Há muito que o
livro chamava por mim das prateleiras das livrarias por onde eu passeava a
vontade obsessiva de manusear e adquirir exemplares como quem compra um sonho
futuro. Contudo, a proibição com que eu matara quaisquer intenções, por mais envergonhadas
que se afigurassem, de levar para casa novas obras antes de ler pelo menos
cinco que já morassem nas minhas estantes, fazia dos meus encontros com aquele
livro os preliminares com que um pretendente corteja uma rapariga cujo
interesse não saiu ainda de esfera platónica.
No último Natal, o
meu pai ofereceu-me o “fruto proibido”: vales-oferta totalizando um montante
suficiente para adquirir três ou quatro livros… (que chato!). Renegociei comigo
mesmo os termos do contrato a que me autolimitara: compraria os livros
(acabariam por ser quatro) e o número de obras a ler antes de nova aquisição
subiria para nove.
E foi assim que
encontrei forma de levar para casa Um,
Ninguém e Cem Mil de Luigi Pirandello. Após vinte páginas (com os riscos
inerentes àqueles que a apreciação antecipada de qualquer obra comporta), estou
a adorar. Foi por isso que o levei ontem para o café que havia combinado com a
Filipa na Cinemateca: para lho mostrar. Iniciava-se a Festa do Cinema Italiano e ela quis tentar a sorte com alguma
desistência para a antestreia do documentário Santiago, Itália de Nanni Moretti.
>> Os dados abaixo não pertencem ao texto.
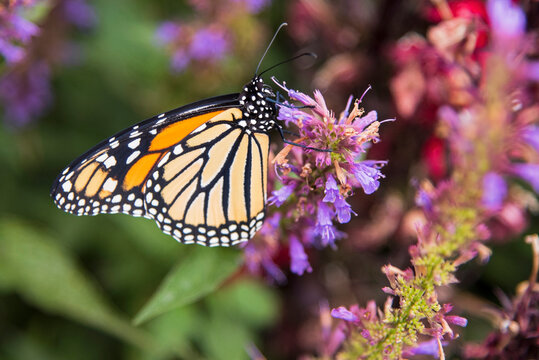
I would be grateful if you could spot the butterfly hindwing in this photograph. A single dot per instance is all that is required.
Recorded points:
(212, 192)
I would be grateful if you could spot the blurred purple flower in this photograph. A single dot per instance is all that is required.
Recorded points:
(253, 6)
(331, 190)
(494, 191)
(168, 32)
(299, 262)
(425, 348)
(25, 95)
(531, 136)
(343, 209)
(79, 13)
(179, 60)
(343, 313)
(507, 20)
(10, 52)
(15, 31)
(209, 44)
(456, 320)
(529, 173)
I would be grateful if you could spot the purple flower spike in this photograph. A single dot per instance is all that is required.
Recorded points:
(343, 313)
(494, 191)
(278, 197)
(344, 210)
(457, 320)
(25, 95)
(367, 176)
(324, 225)
(425, 348)
(299, 262)
(331, 190)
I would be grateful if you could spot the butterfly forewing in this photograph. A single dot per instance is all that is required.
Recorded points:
(211, 192)
(200, 171)
(110, 177)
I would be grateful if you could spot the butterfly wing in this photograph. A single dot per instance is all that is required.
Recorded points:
(195, 170)
(212, 192)
(109, 178)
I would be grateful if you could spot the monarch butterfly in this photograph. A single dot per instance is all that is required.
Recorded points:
(200, 171)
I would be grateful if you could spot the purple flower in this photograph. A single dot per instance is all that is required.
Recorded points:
(423, 199)
(529, 173)
(531, 135)
(209, 44)
(367, 174)
(15, 31)
(168, 32)
(179, 60)
(507, 20)
(18, 28)
(457, 320)
(324, 225)
(10, 52)
(366, 120)
(299, 262)
(331, 190)
(79, 13)
(425, 348)
(253, 6)
(344, 210)
(25, 95)
(494, 191)
(343, 313)
(278, 197)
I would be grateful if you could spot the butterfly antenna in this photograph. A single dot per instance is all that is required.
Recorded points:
(288, 60)
(271, 42)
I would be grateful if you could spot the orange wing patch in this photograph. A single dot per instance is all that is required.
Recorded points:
(174, 133)
(139, 171)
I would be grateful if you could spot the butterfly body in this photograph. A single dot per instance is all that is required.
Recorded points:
(200, 171)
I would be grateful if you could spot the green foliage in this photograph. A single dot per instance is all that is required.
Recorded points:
(195, 276)
(35, 267)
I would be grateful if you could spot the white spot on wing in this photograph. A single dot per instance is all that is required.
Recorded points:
(101, 157)
(132, 157)
(66, 186)
(110, 184)
(134, 144)
(111, 161)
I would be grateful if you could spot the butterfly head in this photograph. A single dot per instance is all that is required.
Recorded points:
(259, 110)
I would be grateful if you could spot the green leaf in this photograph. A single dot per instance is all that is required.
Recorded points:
(248, 302)
(47, 276)
(225, 339)
(198, 274)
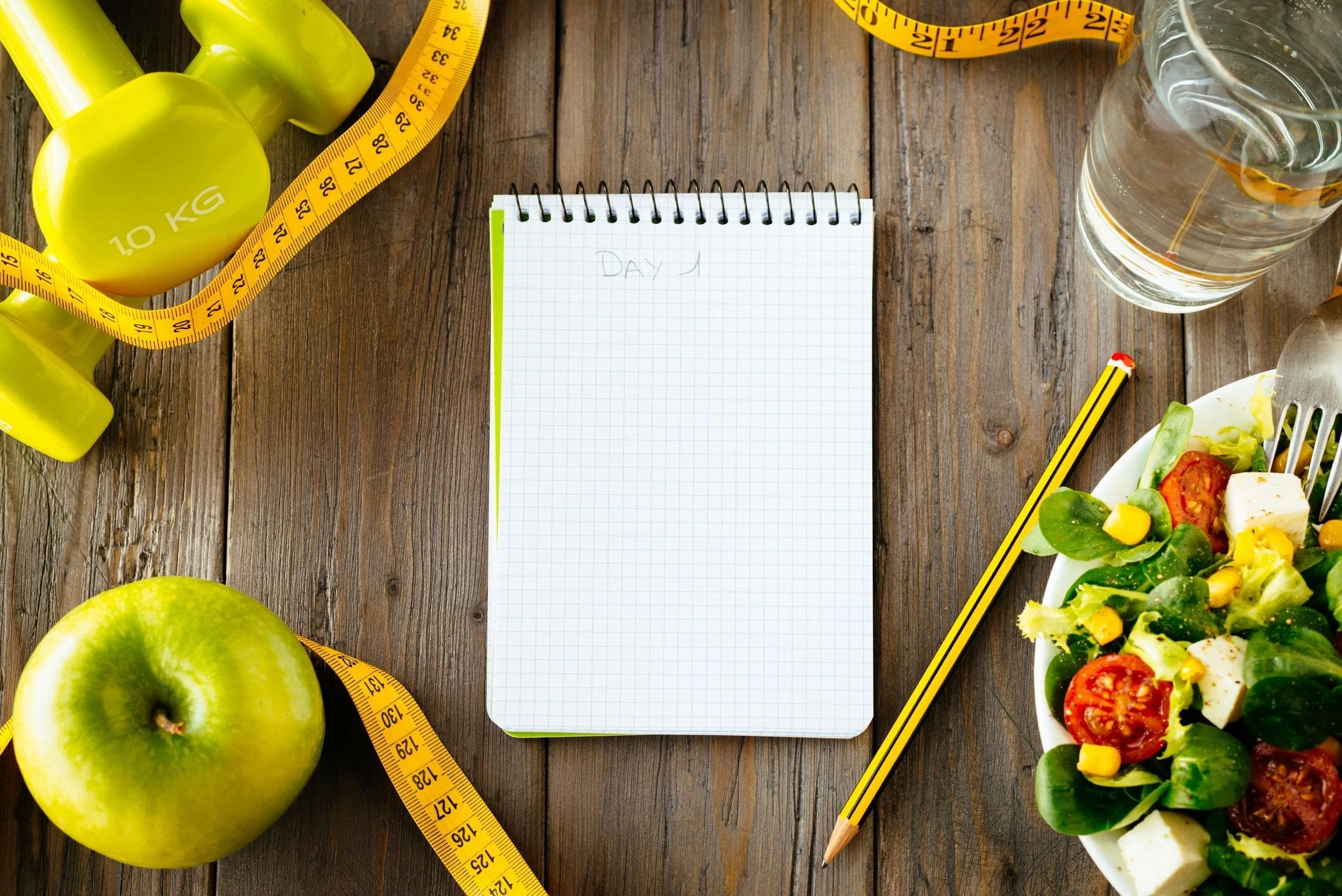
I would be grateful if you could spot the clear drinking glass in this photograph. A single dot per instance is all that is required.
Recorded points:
(1216, 148)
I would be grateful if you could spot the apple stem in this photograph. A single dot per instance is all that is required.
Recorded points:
(168, 725)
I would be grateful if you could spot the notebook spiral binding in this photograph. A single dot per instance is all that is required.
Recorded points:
(693, 188)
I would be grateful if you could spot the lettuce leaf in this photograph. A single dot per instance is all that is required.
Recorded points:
(1237, 447)
(1059, 623)
(1260, 406)
(1169, 444)
(1165, 656)
(1271, 585)
(1255, 848)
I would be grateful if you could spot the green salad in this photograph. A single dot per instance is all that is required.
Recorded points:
(1199, 670)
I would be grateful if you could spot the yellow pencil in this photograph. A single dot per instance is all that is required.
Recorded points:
(1117, 372)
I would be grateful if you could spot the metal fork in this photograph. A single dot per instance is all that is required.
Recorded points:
(1310, 378)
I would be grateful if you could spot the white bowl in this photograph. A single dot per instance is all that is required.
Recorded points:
(1227, 407)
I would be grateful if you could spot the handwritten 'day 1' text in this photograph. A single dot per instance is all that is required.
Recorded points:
(613, 264)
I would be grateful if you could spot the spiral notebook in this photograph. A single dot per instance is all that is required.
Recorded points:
(681, 478)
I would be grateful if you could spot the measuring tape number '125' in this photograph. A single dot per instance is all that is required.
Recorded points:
(408, 113)
(447, 809)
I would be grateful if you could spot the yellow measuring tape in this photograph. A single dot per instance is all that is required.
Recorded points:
(406, 117)
(450, 813)
(1046, 23)
(1050, 23)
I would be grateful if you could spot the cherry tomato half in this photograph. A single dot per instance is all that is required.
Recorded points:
(1294, 798)
(1117, 702)
(1193, 492)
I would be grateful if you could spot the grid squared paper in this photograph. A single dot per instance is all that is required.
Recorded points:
(681, 534)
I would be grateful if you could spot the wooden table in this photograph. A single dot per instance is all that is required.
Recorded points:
(328, 455)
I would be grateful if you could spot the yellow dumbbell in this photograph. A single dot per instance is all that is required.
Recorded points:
(149, 179)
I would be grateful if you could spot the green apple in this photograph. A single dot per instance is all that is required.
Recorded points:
(167, 722)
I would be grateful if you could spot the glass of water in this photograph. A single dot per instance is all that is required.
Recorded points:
(1216, 148)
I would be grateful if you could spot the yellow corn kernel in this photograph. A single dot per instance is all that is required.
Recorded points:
(1223, 585)
(1301, 466)
(1127, 523)
(1275, 539)
(1269, 537)
(1105, 625)
(1242, 554)
(1330, 536)
(1099, 761)
(1192, 671)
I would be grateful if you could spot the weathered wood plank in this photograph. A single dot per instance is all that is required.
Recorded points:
(147, 501)
(992, 329)
(357, 471)
(750, 90)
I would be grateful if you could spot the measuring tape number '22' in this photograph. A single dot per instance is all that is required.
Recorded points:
(1046, 23)
(408, 113)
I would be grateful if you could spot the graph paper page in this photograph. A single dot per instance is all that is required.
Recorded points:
(681, 530)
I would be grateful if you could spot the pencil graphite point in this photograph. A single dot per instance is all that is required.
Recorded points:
(842, 836)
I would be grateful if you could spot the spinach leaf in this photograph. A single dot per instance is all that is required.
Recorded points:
(1170, 442)
(1305, 617)
(1150, 501)
(1211, 772)
(1292, 714)
(1037, 544)
(1254, 875)
(1328, 868)
(1127, 777)
(1058, 676)
(1073, 805)
(1181, 601)
(1137, 553)
(1293, 652)
(1313, 564)
(1071, 522)
(1186, 553)
(1333, 590)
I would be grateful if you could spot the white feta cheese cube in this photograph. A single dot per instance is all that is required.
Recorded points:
(1165, 854)
(1223, 686)
(1254, 501)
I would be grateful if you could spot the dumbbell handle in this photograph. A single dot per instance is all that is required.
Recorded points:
(67, 53)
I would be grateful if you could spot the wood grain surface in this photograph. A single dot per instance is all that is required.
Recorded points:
(328, 454)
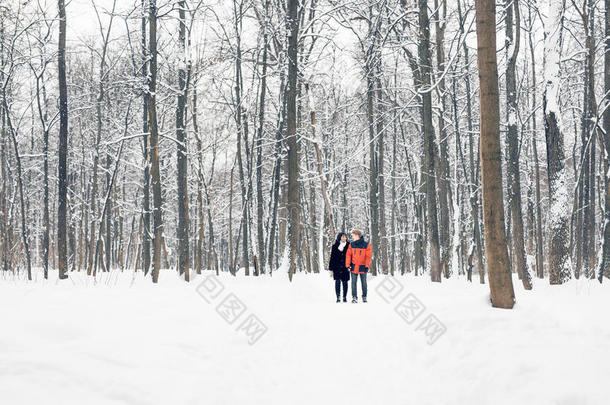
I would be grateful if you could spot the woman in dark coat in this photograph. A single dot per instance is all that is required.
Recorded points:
(337, 265)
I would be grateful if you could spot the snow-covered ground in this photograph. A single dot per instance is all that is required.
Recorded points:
(247, 340)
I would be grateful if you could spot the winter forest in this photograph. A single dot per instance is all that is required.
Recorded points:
(147, 143)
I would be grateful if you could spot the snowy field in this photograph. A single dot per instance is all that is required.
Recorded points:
(123, 340)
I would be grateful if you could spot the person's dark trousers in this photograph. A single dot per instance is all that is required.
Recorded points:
(338, 287)
(355, 284)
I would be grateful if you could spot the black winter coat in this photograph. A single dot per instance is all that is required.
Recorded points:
(337, 262)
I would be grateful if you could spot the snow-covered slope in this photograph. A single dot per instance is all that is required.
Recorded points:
(124, 340)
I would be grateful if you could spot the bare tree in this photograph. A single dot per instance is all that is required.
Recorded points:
(498, 265)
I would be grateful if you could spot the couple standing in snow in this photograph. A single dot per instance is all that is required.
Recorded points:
(346, 258)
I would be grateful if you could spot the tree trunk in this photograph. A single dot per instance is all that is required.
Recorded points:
(559, 212)
(293, 197)
(182, 232)
(154, 143)
(498, 266)
(146, 234)
(428, 172)
(62, 191)
(604, 267)
(512, 142)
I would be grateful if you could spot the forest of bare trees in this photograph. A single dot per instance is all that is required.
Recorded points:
(465, 137)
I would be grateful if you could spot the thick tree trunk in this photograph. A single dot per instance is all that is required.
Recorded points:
(498, 266)
(512, 142)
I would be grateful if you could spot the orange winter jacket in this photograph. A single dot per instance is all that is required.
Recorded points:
(358, 256)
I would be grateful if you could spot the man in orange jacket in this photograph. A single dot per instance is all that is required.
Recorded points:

Eu só queria tomar um café.
Pedimos e
sentámo-nos. Falámos do livro e dos filmes que eventualmente veríamos no
festival. A dada altura, duas senhoras, estrangeiras pela pronúncia,
perguntaram se podiam sentar-se a nossa mesa (o restaurante da Cinemateca –
sugestivamente denominado de 39 Degraus
– estava cheio). Acedemos e eu levantei-me para ir apressar e buscar o pedido
ao balcão que tardava em estar pronto. Dez minutos depois, ao regressar à mesa,
a Filipa diz-me que elas eram italianas e haviam perguntado pelo livro, ao que
ela tinha respondido que era eu quem o estava a ler. Aproveitei para falar
sobre literatura e (sobretudo) cinema italiano: trabalhavam ambas no Instituto
Italiano (uma era directora, a outra estava em Portugal há vinte e cinco anos)
e começámos a conversar, ainda que não de uma forma muito fluida, sobre o tema.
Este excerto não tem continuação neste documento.